Une signature qui grandit comme le cube du temps

Ce que l'on cherche tient dans un mot : la phase. En mécanique quantique, une onde avance comme un chronomètre dont l'aiguille tourne. Si deux ondes identiques vivent deux expériences différentes, leurs aiguilles décrochent. Ce décalage, la phase, se lit dans les franges d'interférence au moment de la recombinaison.

La théorie prédit pour la chute libre une phase très particulière : elle dépend de g, l'accélération de la pesanteur sur Terre, au carré, et du temps de chute au cube, le tout divisé par le quantum d'action, la constante qui règne sur le monde quantique. En clair : doubler la durée de la chute ne double pas l'effet, il le multiplie par 8.

Graphique scientifique montrant la phase mesurée en fonction du temps de chute, avec une courbe théorique en g²T³ qui épouse les points de mesure.
La phase mesurée en fonction du temps de chute : les points suivent la loi prédite en g²T³, divisée par le quantum d'action. Crédit : Dobkowski et al., Science Advances (2026), via arXiv.

Les chercheurs ont mesuré ce décalage par deux méthodes indépendantes. Les deux tombent sur la même valeur, celle que prédit le principe d'équivalence appliqué à une onde quantique.

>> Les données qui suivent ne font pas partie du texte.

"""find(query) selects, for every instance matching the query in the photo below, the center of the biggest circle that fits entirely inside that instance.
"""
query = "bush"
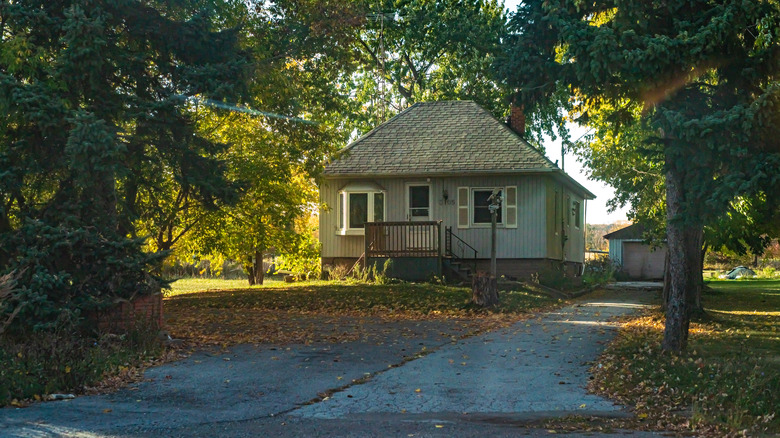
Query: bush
(68, 271)
(301, 257)
(767, 272)
(599, 271)
(62, 359)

C'est la première mesure directe de la phase quantique d'un objet en chute libre.

« C'est un papier unique, au sens où il combine une expérience difficile et une interprétation théorique d'une grande portée, sur l'une des questions les plus fondamentales de la physique : comment la gravité d'Einstein et la théorie quantique peuvent-elles s'unir en une seule compréhension de l'univers », explique Ron Folman, de l'université Ben-Gourion, auteur principal de l'étude.

Ce que cela change, et ce que cela ne change pas

Soyons précis sur la portée. L'expérience ne réunit pas la mécanique quantique et la gravité, et elle ne montre pas que la gravité elle-même est quantique. Elle établit une chose solide : dans le régime testé, des masses minuscules et des temps courts, le principe d'équivalence s'applique à la matière quantique sans accroc.

L'argument de Penrose reste debout. Le physicien défend depuis des décennies l'idée que la mécanique quantique pourrait faiblir pour des objets assez massifs maintenus assez longtemps en superposition, la gravité elle-même forçant la superposition à s'effondrer. L'expérience d'atomes, trop légère, n'atteint pas ce régime. La réponse pourrait venir de nanodiamants, des cristaux de carbone bien plus lourds qu'un atome, qu'une expérience en cours à Ben-Gourion compte suspendre dans des états quantiques.

Et la chute libre elle-même ? Sur Terre, elle reste brève. À bord de l'ISS, le Cold Atom Lab de la NASA fait déjà évoluer des nuages d'atomes froids en impesanteur prolongée, là où la chute ne s'arrête jamais. C'est l'une des directions naturelles de ces tests : des interféromètres à atomes dans l'espace, qui scruteraient l'interface gravité-quantique sans jamais voir la chute s'interrompre.